Thursday, May 29, 2014


I've had a couple of Eureka! moments in the last few days. I thought I'd better write them down lest I forget them. The last thing one wants to do is to forget a good eye opener!

Epiphany un........
Long term care giving is like living in perpetual crisis. You roll from one 'event' to the next. And none of these events is a small thing. Doctor's visit! Dentist! Neurologist! Heart attack! Podiatrist! Stroke! Every one requires an exclamation point because, quite simply, when you're dealing with a patient with a chronic illness like dementia, everything else is an exclamation point on top of that. Nothing is just the cold. No, no, it's The Cold! Upper case T, upper case C, exclamation point.

That said, I realized today that it means that you're constantly in fire fight mode. This is no small nuisance fire in a trash can. No, no. This is a five alarm blaze burning in the nearby forest. Houses are at risk. Thousands of acres of pristine land are at risk. Lives and livelihoods are at risk. Critical habitat is at risk. And the fire is raging on. Weary, both in mind and body, you ply your hose but nothing beats the blaze back. You simply fight and fight. Until it wins. 

For those incapable or otherwise ill-suited to the task of fire fighting, weariness comes early and we curl up and admit defeat. We allow the flames to overtake homes and char lands, accepting that we are simply not up to the task. We'll deal with the consequences of our early defeat later. Much, much later. Maybe never. Maybe we'll be able to pretend there were no consequences? Yeah, let's try that!
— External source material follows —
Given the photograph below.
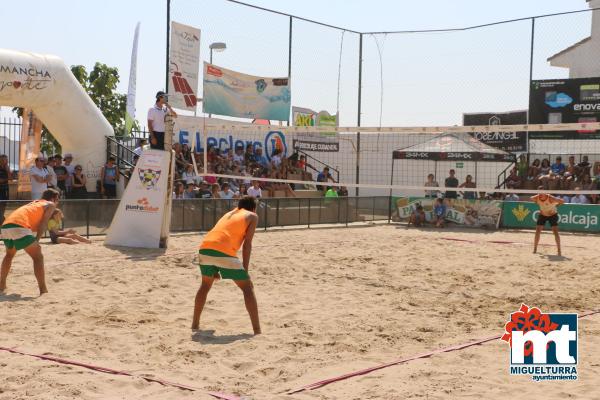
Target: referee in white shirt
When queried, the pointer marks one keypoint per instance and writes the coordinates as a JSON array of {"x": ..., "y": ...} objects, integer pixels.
[{"x": 156, "y": 121}]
For those with more in reserve, more pith in the belly, we battle on and on and on. We may score a few wins along the way; we may save a few houses; save a bird or two; win a few battles, but ultimately we lose the war. So it is. There's less cleanup in this second scenario, but there's still loss and mess to be addressed later and let's not even talk about the inevitable rebuilding that must occur.

Epiphany deux.....
The cost of this battle is tremendous. I've managed to make it until today, six days before my surgery, without shedding any tears or blaming anyone for my plight or even getting angry. The reality is that crap we've done has put me in a bad place. Terrible choices I've made (to wit, putting my mother first) have compounded the sin and the total absence of a real plan well, that didn't much help. Can't do anything about it now. The price simply has to be paid. If I could avoid payment, Lord knows I would, but that's not in the cards.

I'm filing this under the heading 'no good deed goes unpunished', shedding my tears, giving up yet another dream and leaving it at that. I'll tell you what though, when I make it out of surgery, there will be New Rules (à la Bill Maher). New Rules baby. New Rules. You can be damn sure of that. 

Epiphany trois.........
Change. Soon come. 

That's those New Rules I'm talking about.